The average 3-year mortgage rate was 5.78% as of June 16, according to Freddie Mac. A new purchase of a typical U.S. home at that rate would mean monthly mortgage payments of $2,127; which is 51% higher than a year ago and up 36% year to date, according to Zillow.
Mortgage payments are higher than rent in 45 of the 50 largest U.S. metros, up from 22 in 2019.
Price appreciation is finally starting to slow, however, falling from 20.9% annual growth in April to 20.7% in May. “Arriving in the middle of the spring selling season, this deceleration is a clear signal that buyers are dialing back their demand for homes in the face of daunting affordability challenges,” said Jeff Tucker, senior economist at Zillow.
Sales are also slowing, the data showed—the number of for-sale listings that went under contract in May is down nearly 20% from 2021, when that activity was near a four-year peak, and is 2% below that of May 2019, according to Zillow.

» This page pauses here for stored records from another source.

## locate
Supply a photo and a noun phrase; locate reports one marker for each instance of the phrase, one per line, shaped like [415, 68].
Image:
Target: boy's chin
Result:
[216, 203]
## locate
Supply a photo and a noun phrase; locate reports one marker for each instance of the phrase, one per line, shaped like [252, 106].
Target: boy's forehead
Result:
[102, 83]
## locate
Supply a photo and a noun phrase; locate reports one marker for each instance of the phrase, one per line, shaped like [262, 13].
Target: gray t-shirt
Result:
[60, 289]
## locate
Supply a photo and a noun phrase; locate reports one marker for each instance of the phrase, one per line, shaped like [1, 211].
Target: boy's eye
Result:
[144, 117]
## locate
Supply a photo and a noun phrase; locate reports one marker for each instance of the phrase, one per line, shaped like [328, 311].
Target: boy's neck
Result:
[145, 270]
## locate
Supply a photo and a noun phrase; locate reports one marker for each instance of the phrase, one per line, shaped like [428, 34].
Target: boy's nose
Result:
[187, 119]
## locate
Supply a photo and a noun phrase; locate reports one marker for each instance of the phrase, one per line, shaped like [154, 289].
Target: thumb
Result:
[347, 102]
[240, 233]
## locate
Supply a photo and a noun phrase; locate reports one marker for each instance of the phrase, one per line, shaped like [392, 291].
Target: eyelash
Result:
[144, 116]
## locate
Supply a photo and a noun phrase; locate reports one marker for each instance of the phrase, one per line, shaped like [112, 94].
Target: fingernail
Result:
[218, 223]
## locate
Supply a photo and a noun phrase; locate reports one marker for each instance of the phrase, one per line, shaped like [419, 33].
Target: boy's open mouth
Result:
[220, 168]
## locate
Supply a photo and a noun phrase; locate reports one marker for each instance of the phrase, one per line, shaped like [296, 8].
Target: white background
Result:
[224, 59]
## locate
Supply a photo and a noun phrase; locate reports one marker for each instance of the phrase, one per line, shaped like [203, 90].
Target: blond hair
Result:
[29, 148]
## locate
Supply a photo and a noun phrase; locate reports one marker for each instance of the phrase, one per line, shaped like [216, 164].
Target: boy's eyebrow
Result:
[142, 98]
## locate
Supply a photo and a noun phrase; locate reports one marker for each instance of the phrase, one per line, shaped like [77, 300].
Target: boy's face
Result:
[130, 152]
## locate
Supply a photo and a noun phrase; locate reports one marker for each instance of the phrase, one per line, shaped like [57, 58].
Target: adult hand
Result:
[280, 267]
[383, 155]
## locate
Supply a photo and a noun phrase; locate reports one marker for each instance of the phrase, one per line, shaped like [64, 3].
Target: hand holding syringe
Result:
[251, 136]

The share of listings with a price cut is ticking up as well — rising to 11.5% in May from a recent low of 8.5% in February.
Inventory is recovering from February lows but is still 50% below 2019 levels, the report showed.
Incomes are lagging further behind fast-rising mortgage costs, leading to the significant affordability challenges, Zillow said. April data shows monthly payments taking about 28% of homeowners’ monthly income — “dangerously close” to the 30% threshold. Over 30% is considered a cost burden.